Exploiting Structure in the Bottleneck Assignment Problem
Mitchell Khoo, Tony A. Wood, Chris Manzie, Iman Shames

TL;DR
This paper presents a novel approach to solving the bottleneck assignment problem by exploiting its structure to decompose and merge subproblems, leading to more efficient solutions demonstrated through a case study.
Contribution
It introduces a method to decompose the BAP into subproblems, merge solutions, and provides conditions for exact solutions, along with a new algorithm leveraging this structure.
Findings
The proposed method reduces computational complexity for certain BAP instances.
Conditions are identified where subproblem solutions yield exact solutions.

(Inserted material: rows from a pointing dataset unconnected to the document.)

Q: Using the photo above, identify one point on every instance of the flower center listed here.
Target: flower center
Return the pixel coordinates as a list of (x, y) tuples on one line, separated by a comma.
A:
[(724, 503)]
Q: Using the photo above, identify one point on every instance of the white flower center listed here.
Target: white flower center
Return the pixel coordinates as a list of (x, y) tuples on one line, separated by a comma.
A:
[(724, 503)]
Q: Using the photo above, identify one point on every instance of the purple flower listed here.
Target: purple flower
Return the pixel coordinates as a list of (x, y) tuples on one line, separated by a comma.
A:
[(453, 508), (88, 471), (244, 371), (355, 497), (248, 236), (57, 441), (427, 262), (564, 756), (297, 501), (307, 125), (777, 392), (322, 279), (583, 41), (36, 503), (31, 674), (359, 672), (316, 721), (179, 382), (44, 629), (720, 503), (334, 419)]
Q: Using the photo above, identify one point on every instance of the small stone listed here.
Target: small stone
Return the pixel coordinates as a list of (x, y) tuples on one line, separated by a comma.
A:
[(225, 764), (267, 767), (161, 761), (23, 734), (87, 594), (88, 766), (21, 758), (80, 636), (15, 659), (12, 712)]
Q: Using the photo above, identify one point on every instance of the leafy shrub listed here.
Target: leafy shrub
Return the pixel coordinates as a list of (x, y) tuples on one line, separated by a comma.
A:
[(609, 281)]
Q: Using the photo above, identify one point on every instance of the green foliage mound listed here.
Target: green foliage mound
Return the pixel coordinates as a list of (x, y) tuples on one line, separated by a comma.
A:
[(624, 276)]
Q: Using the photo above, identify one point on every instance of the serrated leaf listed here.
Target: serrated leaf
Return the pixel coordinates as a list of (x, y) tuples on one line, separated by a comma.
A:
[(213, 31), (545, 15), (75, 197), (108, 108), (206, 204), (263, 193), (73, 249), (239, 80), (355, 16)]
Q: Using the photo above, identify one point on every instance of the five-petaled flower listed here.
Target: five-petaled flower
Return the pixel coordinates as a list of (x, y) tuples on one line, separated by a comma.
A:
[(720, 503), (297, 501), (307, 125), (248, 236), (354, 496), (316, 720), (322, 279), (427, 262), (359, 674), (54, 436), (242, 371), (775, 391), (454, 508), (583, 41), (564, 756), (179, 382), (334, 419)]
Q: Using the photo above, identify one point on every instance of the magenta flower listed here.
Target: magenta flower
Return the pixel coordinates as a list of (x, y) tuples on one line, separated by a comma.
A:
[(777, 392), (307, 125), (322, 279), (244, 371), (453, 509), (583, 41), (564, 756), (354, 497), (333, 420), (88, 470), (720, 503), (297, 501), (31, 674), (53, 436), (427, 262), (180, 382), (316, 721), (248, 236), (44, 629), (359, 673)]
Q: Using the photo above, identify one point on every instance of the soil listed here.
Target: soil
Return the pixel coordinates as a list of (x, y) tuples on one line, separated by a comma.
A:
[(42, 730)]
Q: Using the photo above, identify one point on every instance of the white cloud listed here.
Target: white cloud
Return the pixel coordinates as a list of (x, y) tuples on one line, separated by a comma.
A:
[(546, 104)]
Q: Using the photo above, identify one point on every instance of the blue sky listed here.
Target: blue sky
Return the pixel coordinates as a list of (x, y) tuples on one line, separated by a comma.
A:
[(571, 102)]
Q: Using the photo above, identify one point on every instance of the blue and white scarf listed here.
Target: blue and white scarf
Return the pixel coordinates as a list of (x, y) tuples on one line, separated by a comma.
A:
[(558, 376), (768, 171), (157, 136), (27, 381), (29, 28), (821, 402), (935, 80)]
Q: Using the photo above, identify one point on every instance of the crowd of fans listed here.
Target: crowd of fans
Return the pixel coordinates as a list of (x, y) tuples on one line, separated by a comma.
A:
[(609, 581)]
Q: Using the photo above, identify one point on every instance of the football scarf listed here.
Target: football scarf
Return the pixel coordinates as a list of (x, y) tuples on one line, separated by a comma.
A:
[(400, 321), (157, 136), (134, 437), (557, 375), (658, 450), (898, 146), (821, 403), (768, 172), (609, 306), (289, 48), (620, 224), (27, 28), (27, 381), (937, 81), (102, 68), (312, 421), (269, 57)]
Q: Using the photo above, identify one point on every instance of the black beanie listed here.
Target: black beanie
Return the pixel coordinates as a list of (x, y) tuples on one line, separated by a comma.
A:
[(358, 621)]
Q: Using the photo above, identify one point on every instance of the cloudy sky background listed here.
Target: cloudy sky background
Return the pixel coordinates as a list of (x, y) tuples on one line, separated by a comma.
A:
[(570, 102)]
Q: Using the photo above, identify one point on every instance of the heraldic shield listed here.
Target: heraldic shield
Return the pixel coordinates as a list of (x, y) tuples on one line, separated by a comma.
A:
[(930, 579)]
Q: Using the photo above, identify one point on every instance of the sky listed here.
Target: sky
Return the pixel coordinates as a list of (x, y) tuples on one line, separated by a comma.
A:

Numerical case study demonstrates the effectiveness of the approach.
Abstract
An assignment problem arises when there exists a set of tasks that must be allocated to a set of agents. The bottleneck assignment problem (BAP) has the objective of minimising the most costly allocation of a task to an agent. Under certain conditions the structure of the BAP can be exploited such that subgroups of tasks are assigned separately with lower complexity and then merged to form a combined assignment. In particular, we discuss merging the assignments from two separate BAPs and use the solution of the subproblems to bound the solution of the combined problem. We also provide conditions for cases where the solution of the subproblems produces an exact solution to the BAP over the combined problem. We then introduce a particular algorithm for solving the BAP that takes advantage of this insight. The methods are demonstrated in a numerical case study.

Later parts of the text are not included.